Background and objectives: Current cytochrome P450 (CYP) 1A2 and 3A4 ontogeny profiles, which are derived mainly from in vitro studies and incorporated in paediatric physiologically based pharmacokinetic models, have been reported to under-predict the in vivo clearances of some model substrates in neonates and infants.
Method: We report ontogeny functions for these enzymes as paediatric to adult relative intrinsic clearance per mg of hepatic microsomal protein, based on the deconvolution of in vivo pharmacokinetic data and by accounting for the impact of known clinical condition on hepatic unbound intrinsic clearance for caffeine and theophylline as markers of CYP1A2 activity and for midazolam as a marker of CYP3A4 activity.

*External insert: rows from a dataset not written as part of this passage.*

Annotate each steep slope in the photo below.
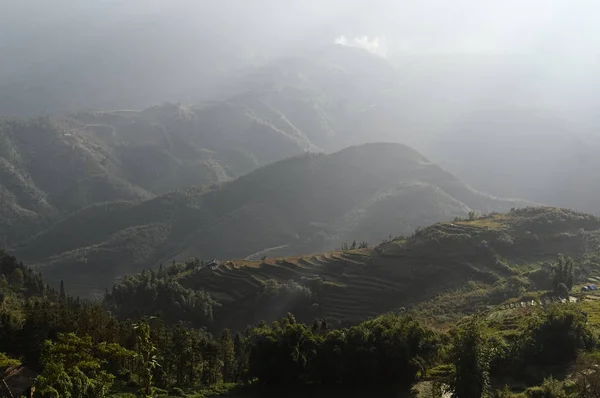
[430,107,600,214]
[108,208,600,328]
[15,144,523,293]
[0,101,324,246]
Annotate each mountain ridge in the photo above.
[14,143,527,291]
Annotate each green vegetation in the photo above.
[12,144,519,295]
[0,208,600,398]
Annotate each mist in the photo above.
[0,0,600,116]
[0,0,600,210]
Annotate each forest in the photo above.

Results: The function for CYP1A2 describes an increase in relative intrinsic metabolic clearance from birth to 3 years followed by a decrease to adult values. The function for CYP3A4 describes a continuous rise in relative intrinsic metabolic clearance, reaching the adult value at about 1.3 years of age. The new models were validated by showing improved predictions of the systemic clearances of ropivacaine (major CYP1A2 substrate; minor CYP3A4 substrate) and alfentanil (major CYP3A4 substrate) compared with those using a previous ontogeny function based on in vitro data (alfentanil: mean squared prediction error 3.0 vs. 6.8; ropivacaine: mean squared prediction error 2.3 vs.14.2).
Conclusions: When implementing enzyme ontogeny functions, it is important to consider potential confounding factors (e.g. disease) that may affect the physiological conditions of the patient and, hence, the prediction of net in vivo clearance.